Dios en las parábolas
Pirlo es una consecuencia de Miguel Ángel. En un equipo rocoso, de picapedreros, sobresale como lo haría una cola de vaca entre balonazos al área chica. Hay en sus golpes francos, suavemente ascendentes, bellamente descendentes, algo de cúpula de Bernini. Al fin y al cabo, si Dios está entre los pucheros, cómo no iba a estar entre las parábolas.
Su seriedad de lunes, de figura de El Greco, esconde un corazón contento o, al menos, un buen corazón, según se deduce de una entrevista de ABC, que le retrata como un filántropo silencioso, que hace el bien sin la trompetería de esos famosos que, al maridar la caridad con el espectáculo, convierten sus visitas a África en publirreportajes.

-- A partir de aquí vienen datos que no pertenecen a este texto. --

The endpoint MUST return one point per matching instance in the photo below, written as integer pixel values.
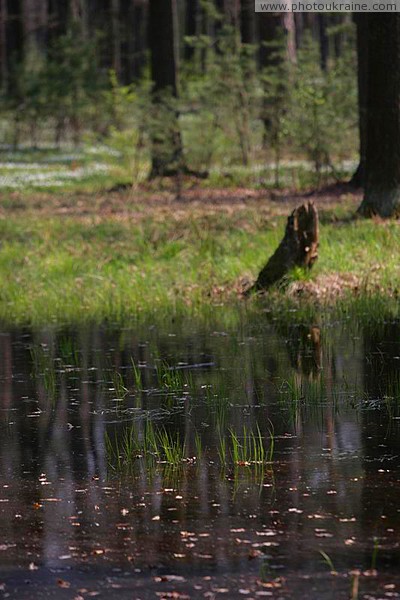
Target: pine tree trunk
(362, 68)
(382, 189)
(192, 27)
(166, 143)
(3, 47)
(247, 22)
(116, 37)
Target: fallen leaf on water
(174, 595)
(160, 578)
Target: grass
(74, 256)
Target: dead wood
(298, 248)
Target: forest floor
(72, 256)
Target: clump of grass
(170, 378)
(118, 384)
(137, 376)
(248, 448)
(328, 561)
(154, 445)
(171, 447)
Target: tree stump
(298, 248)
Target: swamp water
(179, 461)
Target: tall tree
(166, 139)
(192, 26)
(362, 62)
(247, 22)
(382, 186)
(3, 46)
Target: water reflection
(130, 456)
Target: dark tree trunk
(382, 185)
(140, 26)
(13, 39)
(116, 37)
(58, 17)
(247, 22)
(298, 248)
(362, 70)
(192, 26)
(323, 41)
(3, 46)
(166, 141)
(270, 28)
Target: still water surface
(175, 460)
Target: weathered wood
(298, 248)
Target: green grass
(144, 259)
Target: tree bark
(362, 69)
(298, 248)
(323, 41)
(3, 46)
(382, 188)
(247, 22)
(166, 142)
(192, 26)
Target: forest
(199, 301)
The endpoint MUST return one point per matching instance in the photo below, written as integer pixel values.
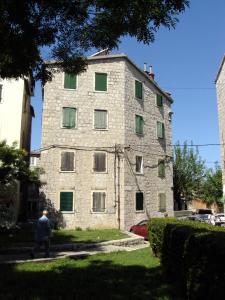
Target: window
(139, 164)
(101, 82)
(99, 162)
(162, 202)
(66, 201)
(139, 124)
(100, 119)
(160, 130)
(161, 168)
(159, 100)
(138, 89)
(69, 117)
(67, 161)
(70, 81)
(139, 201)
(98, 204)
(1, 92)
(170, 115)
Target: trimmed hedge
(187, 250)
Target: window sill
(100, 129)
(106, 92)
(139, 173)
(67, 89)
(139, 211)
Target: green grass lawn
(26, 238)
(119, 275)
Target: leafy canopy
(192, 179)
(69, 28)
(14, 166)
(188, 172)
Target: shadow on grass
(96, 280)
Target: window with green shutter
(139, 124)
(66, 201)
(160, 130)
(100, 119)
(98, 204)
(138, 89)
(100, 162)
(139, 201)
(69, 117)
(101, 82)
(162, 202)
(67, 161)
(139, 164)
(161, 168)
(159, 100)
(70, 81)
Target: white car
(220, 219)
(206, 218)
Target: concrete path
(75, 251)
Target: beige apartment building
(106, 145)
(220, 89)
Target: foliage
(14, 165)
(191, 256)
(68, 29)
(156, 227)
(188, 173)
(212, 186)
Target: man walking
(43, 234)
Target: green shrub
(156, 227)
(176, 236)
(204, 258)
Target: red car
(141, 229)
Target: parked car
(220, 219)
(140, 229)
(206, 218)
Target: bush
(156, 227)
(176, 236)
(192, 255)
(204, 258)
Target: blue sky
(185, 62)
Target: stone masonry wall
(83, 140)
(147, 146)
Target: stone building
(106, 145)
(220, 89)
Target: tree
(69, 28)
(188, 174)
(212, 187)
(14, 166)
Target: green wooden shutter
(69, 117)
(67, 161)
(100, 119)
(139, 124)
(138, 89)
(66, 201)
(161, 168)
(98, 201)
(160, 130)
(162, 202)
(70, 81)
(139, 201)
(100, 81)
(159, 100)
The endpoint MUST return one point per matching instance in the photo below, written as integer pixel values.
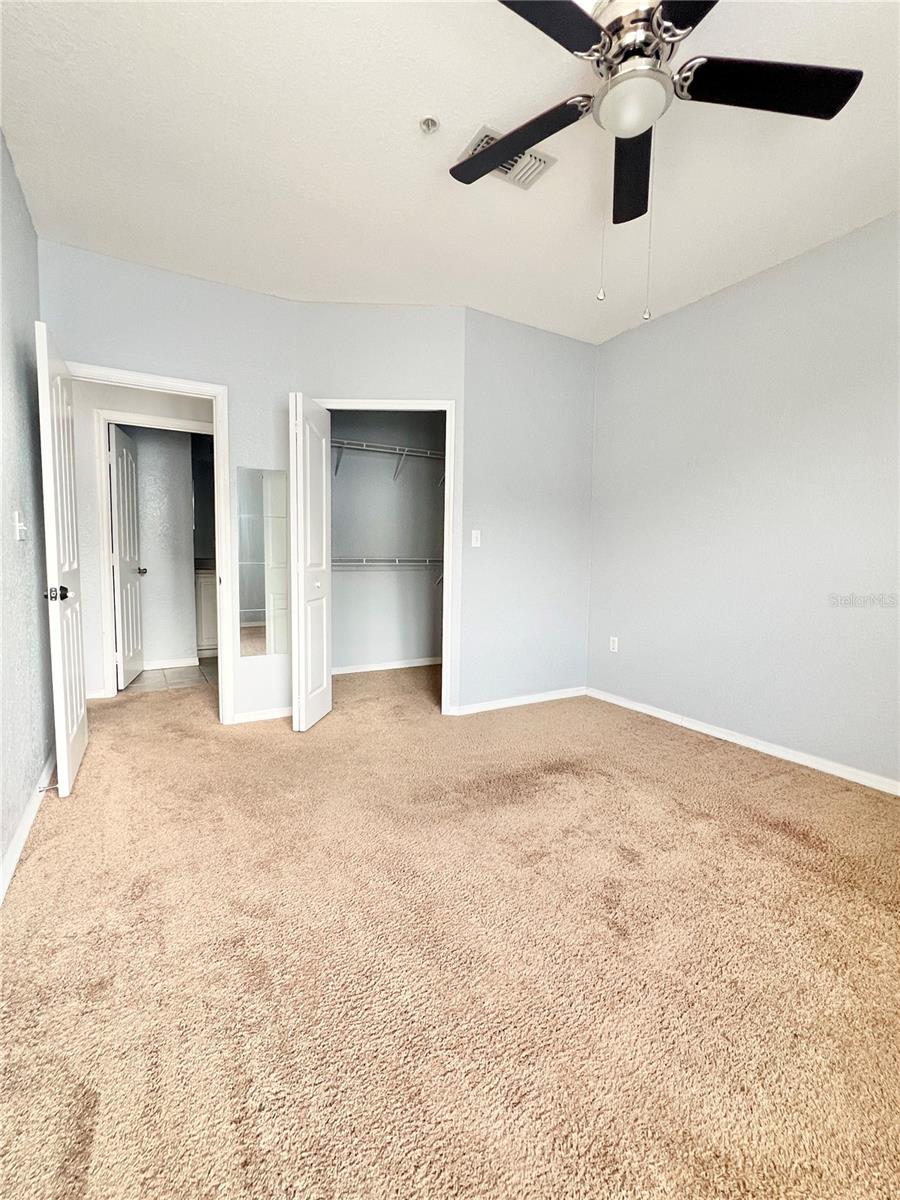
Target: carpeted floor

Pirlo, no. Pirlo estaría encantado de pasar desapercibido por la liga de campeones, pero el talento se lo impide, así que reparte asistencias como pocos y lee el partido como nadie. También interpreta bien la vida real: abomina la violencia y predica la igualdad. Ejerce, pues, de católico. Y, como tal, califica a Juan Pablo II como el mejor Papa de la historia y admira a Francisco, en lo que se nota su preferencia por pontífices a su imagen y semejanza, más proclives a desbordar por las bandas que a aplicar el catenaccio.